The cryptek swept its staff over the assembled necrons, and emerald energies boiled over them. Even with the reanimator destroyed, their wounds began to close faster. Damage that should have felled them instead sealed and allowed them to fight on. Allectius put his power sword through the chest of one and kicked it off the spire’s dais, only for it to rise and spear at him with the blade on its gauss weapon. The sharp tip scraped from his armour. Another blast of plasma roared from the necron technomancer’s staff, obliterating a nearby Bladeguard with contemptuous ease.

‘Demolitions team!’ snapped the lieutenant into the vox.

‘We are ready, brother!’ came the reply after a strained moment. ‘Brace for detonation!’

Allectius and his brethren steadied themselves as instructed. For one brief second the world was divided into black and white, hot air washing over them in a rush. The necrons, not forewarned, stumbled or fell as the ground trembled.

‘That is impossible,’ said one of the brothers on the vox, sounding shaken in a way that Space Marines rarely were.

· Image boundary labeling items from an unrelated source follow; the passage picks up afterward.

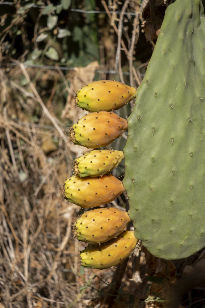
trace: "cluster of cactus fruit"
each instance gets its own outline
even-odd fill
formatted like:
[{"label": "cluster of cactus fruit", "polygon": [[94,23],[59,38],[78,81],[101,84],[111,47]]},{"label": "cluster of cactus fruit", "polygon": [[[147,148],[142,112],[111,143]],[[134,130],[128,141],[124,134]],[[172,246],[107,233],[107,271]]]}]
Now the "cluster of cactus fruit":
[{"label": "cluster of cactus fruit", "polygon": [[[78,90],[76,105],[91,112],[72,125],[74,143],[97,149],[120,137],[128,128],[127,121],[113,111],[135,95],[135,88],[110,80],[95,81]],[[113,207],[93,208],[125,191],[122,181],[110,173],[124,157],[122,151],[91,150],[75,160],[75,174],[65,182],[65,199],[92,209],[82,215],[74,227],[78,239],[88,244],[80,253],[85,267],[102,269],[116,265],[129,257],[137,243],[134,232],[125,230],[130,221],[127,212]]]},{"label": "cluster of cactus fruit", "polygon": [[[113,200],[125,187],[135,228],[124,231],[130,219],[123,211],[86,212],[75,225],[78,239],[88,243],[81,252],[85,267],[116,265],[137,238],[154,256],[168,260],[205,246],[204,11],[203,0],[171,1],[137,94],[114,81],[93,82],[76,93],[76,105],[91,112],[73,125],[75,144],[106,146],[128,125],[129,134],[124,154],[94,149],[75,160],[64,197],[93,208]],[[113,111],[135,96],[127,122]],[[124,155],[124,186],[109,172]]]}]

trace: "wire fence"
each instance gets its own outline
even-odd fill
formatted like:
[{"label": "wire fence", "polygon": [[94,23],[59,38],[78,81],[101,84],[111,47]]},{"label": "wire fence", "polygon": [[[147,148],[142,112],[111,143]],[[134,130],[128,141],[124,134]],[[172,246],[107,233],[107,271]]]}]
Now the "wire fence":
[{"label": "wire fence", "polygon": [[[102,3],[103,2],[104,2],[102,1]],[[128,60],[129,60],[130,62],[130,63],[131,63],[131,55],[132,53],[131,51],[133,52],[133,47],[134,47],[133,43],[135,40],[135,38],[136,38],[136,33],[135,33],[135,32],[136,32],[136,26],[135,25],[135,29],[133,28],[132,37],[131,38],[131,40],[132,41],[132,46],[131,46],[131,50],[127,50],[126,49],[126,48],[125,47],[125,44],[123,44],[123,44],[122,44],[122,42],[121,41],[121,39],[122,37],[122,24],[123,24],[122,19],[124,16],[129,16],[130,17],[133,16],[134,17],[135,20],[137,21],[137,20],[139,20],[139,12],[127,12],[126,11],[128,2],[129,2],[128,0],[127,0],[127,1],[125,2],[121,10],[114,10],[113,11],[109,10],[108,8],[108,7],[107,6],[107,4],[105,5],[105,4],[104,5],[104,7],[106,8],[106,10],[85,10],[85,9],[78,9],[76,8],[68,9],[68,11],[70,11],[71,12],[74,12],[76,13],[79,13],[79,14],[99,14],[101,13],[106,14],[109,16],[110,19],[111,19],[111,17],[112,16],[113,16],[113,15],[116,15],[120,16],[120,19],[119,20],[118,28],[117,29],[116,27],[115,27],[115,25],[113,26],[114,29],[115,30],[116,33],[118,36],[118,44],[117,44],[117,48],[116,50],[116,55],[114,69],[100,69],[96,70],[96,72],[99,74],[110,74],[110,75],[120,75],[120,76],[121,76],[121,80],[122,80],[123,82],[124,81],[123,78],[122,78],[123,76],[130,76],[131,74],[132,74],[133,72],[130,71],[131,65],[130,65],[129,71],[127,71],[127,72],[122,71],[122,70],[121,69],[121,67],[119,67],[119,61],[120,61],[120,58],[121,58],[120,53],[122,50],[123,50],[124,51],[125,51],[126,53],[127,53],[126,56],[127,56],[127,57],[128,58]],[[16,4],[15,4],[14,2],[11,2],[10,1],[0,2],[0,6],[5,5],[5,6],[15,6]],[[36,4],[34,3],[27,4],[25,5],[26,5],[27,7],[28,7],[28,9],[31,9],[32,8],[38,8],[39,9],[44,9],[46,7],[46,6],[44,5],[38,5],[38,4]],[[105,6],[106,6],[105,7]],[[134,26],[134,27],[135,26]],[[121,47],[121,44],[122,45]],[[25,66],[25,67],[28,67],[28,68],[39,68],[40,69],[50,69],[50,70],[60,70],[61,71],[72,71],[74,69],[74,67],[69,67],[68,66],[63,66],[62,65],[49,65],[39,64],[30,64],[30,63],[28,64],[26,62],[26,63],[24,63],[24,65]],[[8,67],[12,67],[18,66],[19,66],[19,64],[18,64],[18,63],[10,62],[10,63],[7,63],[5,64],[3,62],[2,63],[2,66],[4,66],[4,67],[6,66]],[[138,68],[137,68],[137,69],[138,69]],[[142,73],[139,71],[138,71],[138,74],[139,76],[140,76],[141,78],[143,78],[144,76],[144,73]],[[139,82],[138,82],[138,84],[139,84]]]},{"label": "wire fence", "polygon": [[[9,1],[3,1],[2,2],[0,2],[0,5],[7,5],[7,6],[14,6],[15,5],[15,3],[13,2],[10,2]],[[38,9],[44,9],[46,7],[46,6],[41,6],[39,5],[36,5],[35,4],[31,4],[31,6],[29,8],[36,8]],[[77,8],[70,8],[69,9],[69,11],[71,12],[78,12],[80,13],[83,13],[85,14],[100,14],[101,13],[105,13],[107,14],[108,12],[110,14],[116,14],[117,15],[120,15],[121,13],[121,11],[106,11],[102,10],[83,10],[82,9],[77,9]],[[136,13],[133,12],[125,12],[123,13],[124,15],[127,16],[136,16]]]}]

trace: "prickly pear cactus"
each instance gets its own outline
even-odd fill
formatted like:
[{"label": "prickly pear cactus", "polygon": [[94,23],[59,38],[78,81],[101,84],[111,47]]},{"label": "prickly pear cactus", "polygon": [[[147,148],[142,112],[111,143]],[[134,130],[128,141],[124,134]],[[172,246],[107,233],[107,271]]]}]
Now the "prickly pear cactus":
[{"label": "prickly pear cactus", "polygon": [[166,259],[205,246],[205,16],[168,7],[128,120],[125,177],[135,235]]}]

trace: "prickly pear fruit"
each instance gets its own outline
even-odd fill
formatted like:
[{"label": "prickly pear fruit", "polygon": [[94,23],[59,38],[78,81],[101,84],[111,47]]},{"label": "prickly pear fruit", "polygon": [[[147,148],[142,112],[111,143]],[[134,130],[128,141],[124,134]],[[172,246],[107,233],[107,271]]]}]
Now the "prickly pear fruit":
[{"label": "prickly pear fruit", "polygon": [[118,208],[97,208],[86,212],[75,222],[79,241],[102,243],[116,237],[130,221],[127,212]]},{"label": "prickly pear fruit", "polygon": [[75,160],[75,171],[80,177],[102,175],[116,167],[123,158],[122,151],[91,151]]},{"label": "prickly pear fruit", "polygon": [[81,207],[95,207],[111,202],[125,191],[123,183],[115,177],[80,178],[74,175],[65,182],[64,198]]},{"label": "prickly pear fruit", "polygon": [[118,109],[132,100],[136,90],[115,80],[98,80],[77,92],[76,105],[88,111]]},{"label": "prickly pear fruit", "polygon": [[116,265],[130,256],[137,241],[133,231],[124,231],[100,246],[90,244],[81,252],[82,265],[101,269]]},{"label": "prickly pear fruit", "polygon": [[111,143],[127,127],[126,120],[114,112],[92,112],[73,125],[70,135],[75,144],[97,148]]}]

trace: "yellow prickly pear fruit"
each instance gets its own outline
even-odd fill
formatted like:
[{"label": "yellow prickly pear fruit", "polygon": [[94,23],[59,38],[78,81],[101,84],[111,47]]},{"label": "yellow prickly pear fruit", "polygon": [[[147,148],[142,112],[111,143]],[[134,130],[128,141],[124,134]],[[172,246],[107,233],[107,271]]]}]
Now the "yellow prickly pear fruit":
[{"label": "yellow prickly pear fruit", "polygon": [[136,90],[115,80],[98,80],[77,91],[75,102],[88,111],[118,109],[133,99]]},{"label": "yellow prickly pear fruit", "polygon": [[130,256],[137,242],[133,231],[124,231],[100,246],[90,244],[81,252],[82,265],[101,269],[116,265]]},{"label": "yellow prickly pear fruit", "polygon": [[127,212],[113,207],[97,208],[82,215],[75,227],[79,241],[102,243],[120,234],[130,221]]},{"label": "yellow prickly pear fruit", "polygon": [[72,125],[70,136],[75,144],[97,148],[111,143],[127,128],[127,120],[114,112],[91,112]]},{"label": "yellow prickly pear fruit", "polygon": [[95,207],[111,202],[125,191],[122,182],[111,174],[80,178],[65,182],[64,198],[81,207]]},{"label": "yellow prickly pear fruit", "polygon": [[91,151],[75,160],[75,171],[80,177],[102,175],[117,167],[123,158],[122,151]]}]

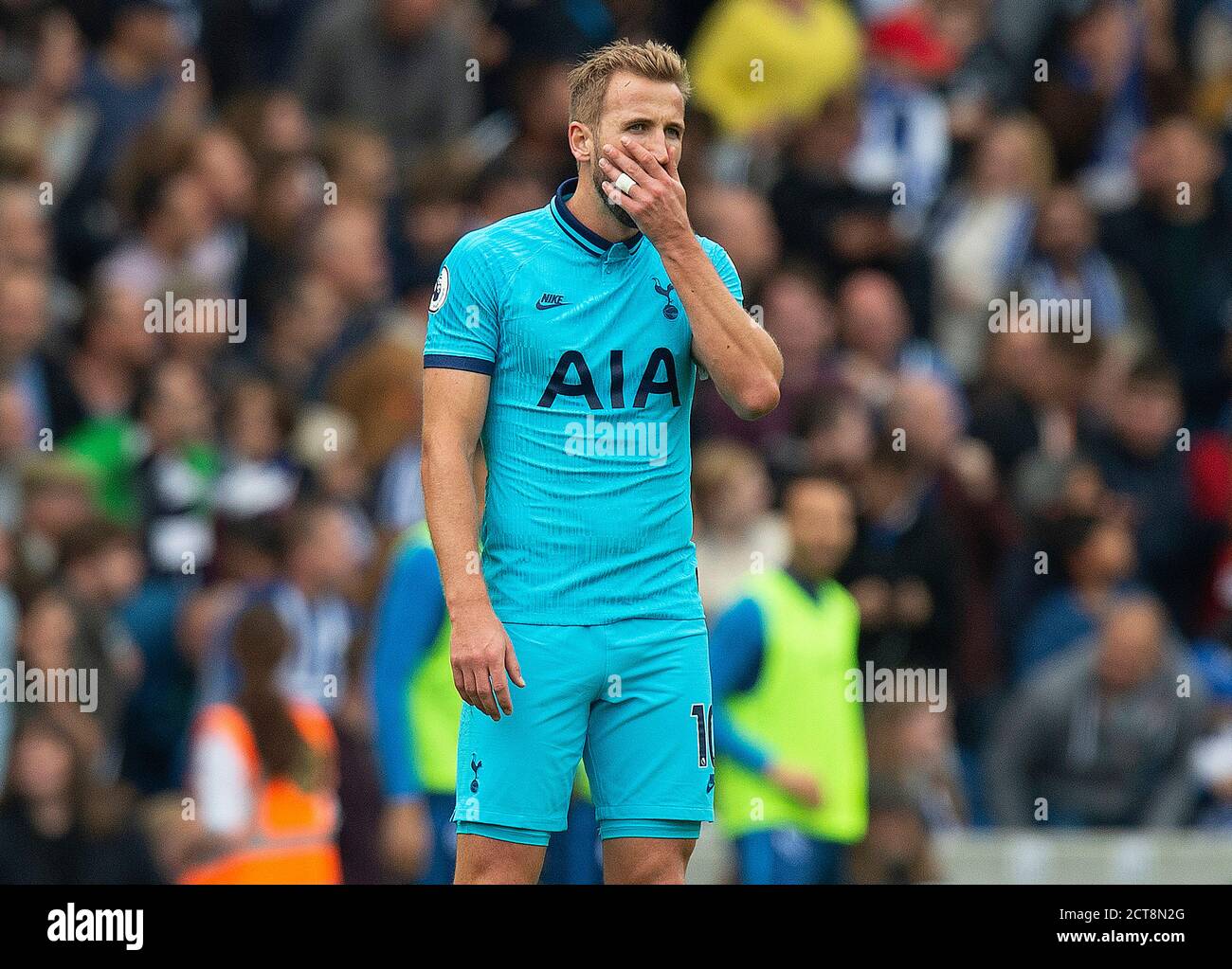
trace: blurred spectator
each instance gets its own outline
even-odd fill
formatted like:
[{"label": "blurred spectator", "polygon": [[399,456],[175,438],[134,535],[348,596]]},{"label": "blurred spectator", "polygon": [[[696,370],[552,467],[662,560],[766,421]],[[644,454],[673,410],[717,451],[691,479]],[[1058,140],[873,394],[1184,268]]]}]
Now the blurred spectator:
[{"label": "blurred spectator", "polygon": [[728,135],[774,140],[855,82],[860,48],[855,18],[834,0],[718,0],[689,50],[697,106]]},{"label": "blurred spectator", "polygon": [[1152,127],[1135,158],[1138,201],[1106,218],[1104,247],[1137,273],[1154,337],[1180,376],[1185,419],[1202,426],[1230,389],[1232,218],[1215,191],[1226,159],[1184,117]]},{"label": "blurred spectator", "polygon": [[163,882],[115,790],[97,788],[71,734],[48,717],[17,728],[0,802],[0,884]]},{"label": "blurred spectator", "polygon": [[694,456],[694,544],[702,607],[712,619],[749,575],[787,558],[787,536],[770,510],[770,480],[756,452],[711,441]]},{"label": "blurred spectator", "polygon": [[1064,569],[1066,584],[1031,613],[1014,650],[1014,675],[1094,635],[1133,574],[1133,536],[1115,517],[1071,515],[1055,527],[1051,554]]},{"label": "blurred spectator", "polygon": [[861,662],[951,667],[961,576],[952,526],[929,500],[926,479],[886,438],[860,473],[856,496],[859,532],[843,582],[860,605]]},{"label": "blurred spectator", "polygon": [[293,649],[278,614],[245,609],[232,646],[241,686],[193,733],[188,789],[201,825],[192,884],[335,884],[338,740],[310,703],[287,702],[277,673]]},{"label": "blurred spectator", "polygon": [[786,565],[755,574],[711,637],[715,742],[727,758],[715,806],[742,883],[837,883],[843,846],[867,825],[864,715],[848,692],[860,614],[834,580],[855,506],[841,485],[800,479],[785,515]]},{"label": "blurred spectator", "polygon": [[1196,794],[1190,749],[1206,688],[1188,675],[1167,614],[1121,600],[1098,638],[1040,666],[1003,712],[988,751],[997,821],[1060,826],[1185,824]]},{"label": "blurred spectator", "polygon": [[479,87],[450,14],[441,0],[320,7],[297,58],[308,111],[383,132],[404,166],[461,138],[478,118]]},{"label": "blurred spectator", "polygon": [[957,66],[957,54],[922,10],[908,9],[869,26],[869,62],[864,129],[849,171],[865,188],[890,193],[899,224],[914,235],[950,166],[946,103],[935,85]]},{"label": "blurred spectator", "polygon": [[1108,488],[1127,502],[1142,576],[1190,632],[1211,536],[1190,505],[1174,371],[1158,355],[1143,357],[1116,404],[1111,427],[1092,435],[1085,451]]},{"label": "blurred spectator", "polygon": [[987,339],[989,300],[1018,277],[1051,182],[1047,135],[1019,115],[991,124],[972,150],[970,174],[941,202],[930,233],[940,303],[934,337],[967,379]]},{"label": "blurred spectator", "polygon": [[[286,624],[291,646],[278,671],[286,694],[325,712],[338,708],[346,681],[346,654],[359,617],[346,597],[356,581],[360,549],[346,512],[329,502],[306,502],[286,523],[286,560],[272,582],[249,590],[249,606],[271,606]],[[212,646],[203,696],[227,702],[240,687],[232,632]]]},{"label": "blurred spectator", "polygon": [[869,710],[869,771],[919,809],[930,831],[967,820],[952,718],[923,703],[887,703]]},{"label": "blurred spectator", "polygon": [[1121,283],[1095,249],[1095,220],[1076,188],[1058,186],[1041,201],[1021,282],[1023,296],[1039,300],[1089,299],[1090,325],[1100,336],[1129,336]]},{"label": "blurred spectator", "polygon": [[[1066,723],[1040,714],[1063,744],[1045,728],[1015,750],[1004,726],[988,739],[1021,709],[1007,690],[1046,707],[1041,677],[1098,649],[1127,591],[1204,637],[1194,662],[1222,690],[1230,10],[0,0],[0,667],[99,669],[95,714],[53,703],[39,718],[91,792],[117,778],[138,792],[174,873],[200,834],[179,806],[191,720],[237,698],[237,616],[274,605],[292,643],[278,690],[338,731],[345,877],[378,880],[378,739],[355,673],[423,516],[431,287],[462,234],[541,207],[572,172],[569,65],[659,37],[690,54],[694,228],[732,255],[787,361],[761,421],[697,388],[711,618],[779,566],[787,485],[828,475],[856,497],[840,577],[861,660],[949,673],[942,715],[887,709],[881,736],[870,724],[870,835],[846,877],[935,878],[930,830],[1003,816],[986,773],[999,765],[981,755],[1031,755],[1039,735],[1064,754],[1064,790],[1098,787],[1105,757],[1122,772],[1110,808],[1071,799],[1077,814],[1136,822],[1170,766],[1124,751],[1154,739],[1132,718],[1165,717],[1163,692],[1114,697],[1090,672],[1095,686],[1058,693]],[[156,331],[147,299],[168,292],[243,300],[246,339]],[[1023,307],[994,331],[992,302],[1011,298],[1089,299],[1090,340]],[[18,710],[0,704],[0,765]],[[1194,770],[1198,819],[1218,826],[1214,729]],[[586,811],[578,798],[545,878],[564,859],[593,879]],[[63,850],[47,879],[84,878],[78,852],[101,870],[80,847],[91,820],[68,840],[44,820],[5,829],[21,846],[0,846],[0,868]]]}]

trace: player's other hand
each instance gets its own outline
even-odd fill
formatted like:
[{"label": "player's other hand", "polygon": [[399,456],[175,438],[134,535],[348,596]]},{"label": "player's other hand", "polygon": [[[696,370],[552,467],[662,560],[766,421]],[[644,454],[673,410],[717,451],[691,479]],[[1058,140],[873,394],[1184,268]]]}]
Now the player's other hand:
[{"label": "player's other hand", "polygon": [[[667,160],[660,163],[637,140],[623,135],[617,144],[604,145],[599,158],[607,198],[625,209],[660,251],[673,240],[692,239],[685,187],[676,170],[678,155],[679,148],[668,145]],[[622,172],[637,182],[628,195],[616,187]]]},{"label": "player's other hand", "polygon": [[526,686],[526,681],[522,680],[514,644],[509,641],[509,634],[492,606],[453,617],[450,662],[453,666],[453,686],[462,699],[493,720],[500,719],[501,710],[505,714],[514,712],[509,681],[520,687]]},{"label": "player's other hand", "polygon": [[808,771],[800,771],[781,763],[772,763],[766,768],[766,777],[779,787],[792,800],[798,800],[806,808],[819,808],[822,805],[822,788],[817,778]]},{"label": "player's other hand", "polygon": [[400,880],[424,877],[432,859],[432,825],[421,798],[393,802],[381,813],[381,859]]}]

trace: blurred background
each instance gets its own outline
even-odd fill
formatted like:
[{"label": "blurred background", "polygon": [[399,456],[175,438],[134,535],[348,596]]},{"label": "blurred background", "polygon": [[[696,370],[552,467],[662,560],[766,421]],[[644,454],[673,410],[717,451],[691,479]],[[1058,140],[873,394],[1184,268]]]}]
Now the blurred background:
[{"label": "blurred background", "polygon": [[[188,879],[298,776],[291,699],[345,880],[448,867],[378,621],[426,305],[575,174],[617,37],[686,54],[694,227],[787,362],[763,421],[695,403],[711,623],[824,474],[860,661],[947,675],[865,704],[833,878],[1232,878],[1232,2],[0,0],[0,669],[97,672],[0,702],[0,882]],[[147,325],[169,292],[244,339]],[[991,332],[1011,292],[1090,339]],[[692,879],[733,857],[707,826]]]}]

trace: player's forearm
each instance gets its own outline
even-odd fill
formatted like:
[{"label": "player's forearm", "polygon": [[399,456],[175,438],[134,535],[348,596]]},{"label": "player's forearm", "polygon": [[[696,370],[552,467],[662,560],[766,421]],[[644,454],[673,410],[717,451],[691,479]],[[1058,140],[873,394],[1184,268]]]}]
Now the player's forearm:
[{"label": "player's forearm", "polygon": [[779,347],[732,298],[696,238],[659,255],[689,314],[694,356],[732,410],[745,420],[764,417],[779,406]]},{"label": "player's forearm", "polygon": [[458,613],[492,608],[479,569],[479,502],[476,497],[474,449],[461,441],[425,435],[423,451],[424,504],[428,528],[441,570],[445,606]]}]

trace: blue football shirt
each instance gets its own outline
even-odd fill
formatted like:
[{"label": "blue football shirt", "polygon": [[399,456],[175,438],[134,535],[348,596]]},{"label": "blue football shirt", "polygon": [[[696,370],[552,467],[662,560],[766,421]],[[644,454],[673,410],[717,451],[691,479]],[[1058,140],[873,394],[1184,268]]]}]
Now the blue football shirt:
[{"label": "blue football shirt", "polygon": [[[590,231],[565,206],[575,188],[463,236],[429,304],[424,366],[492,377],[493,607],[545,625],[701,618],[689,318],[650,241]],[[742,300],[727,252],[699,240]]]}]

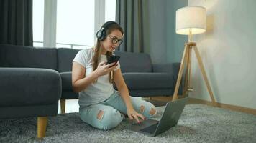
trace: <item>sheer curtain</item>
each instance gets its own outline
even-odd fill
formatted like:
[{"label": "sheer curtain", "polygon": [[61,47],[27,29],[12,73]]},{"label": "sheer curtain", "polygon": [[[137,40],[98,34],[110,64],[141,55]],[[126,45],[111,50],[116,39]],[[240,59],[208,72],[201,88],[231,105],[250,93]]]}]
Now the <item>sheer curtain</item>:
[{"label": "sheer curtain", "polygon": [[33,46],[32,0],[1,0],[0,21],[0,44]]},{"label": "sheer curtain", "polygon": [[124,31],[124,43],[118,50],[142,53],[147,42],[148,2],[147,0],[116,0],[116,21]]}]

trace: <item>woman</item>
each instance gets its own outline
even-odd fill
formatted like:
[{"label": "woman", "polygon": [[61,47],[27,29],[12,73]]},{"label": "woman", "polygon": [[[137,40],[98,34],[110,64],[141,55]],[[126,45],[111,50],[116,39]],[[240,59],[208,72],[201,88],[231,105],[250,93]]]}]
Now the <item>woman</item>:
[{"label": "woman", "polygon": [[117,23],[106,22],[96,34],[96,45],[80,51],[73,62],[72,86],[79,92],[80,117],[100,129],[116,127],[124,117],[119,112],[139,123],[145,117],[156,114],[151,103],[129,97],[119,62],[106,65],[108,57],[122,42],[123,35]]}]

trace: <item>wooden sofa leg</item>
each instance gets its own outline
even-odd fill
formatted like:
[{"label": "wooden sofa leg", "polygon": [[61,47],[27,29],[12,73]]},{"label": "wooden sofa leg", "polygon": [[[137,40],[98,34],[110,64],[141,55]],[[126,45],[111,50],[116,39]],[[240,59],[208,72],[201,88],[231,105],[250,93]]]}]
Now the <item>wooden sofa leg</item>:
[{"label": "wooden sofa leg", "polygon": [[42,139],[45,137],[47,124],[47,117],[37,117],[37,137],[39,139]]},{"label": "wooden sofa leg", "polygon": [[65,109],[65,99],[60,99],[60,109],[61,109],[61,114],[64,114]]}]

The laughter of the cryptek pealed over the battlefield as Allectius dared a look back. The ground around the base of the spire had been reduced to molten lava, glowing red-hot. The shaped blasts had ballooned outward, carving a crater out all around and revealing the structure sunk deep into the planet. Yet the blackstone obelisk itself was untouched. The melta bombs had done nothing to it.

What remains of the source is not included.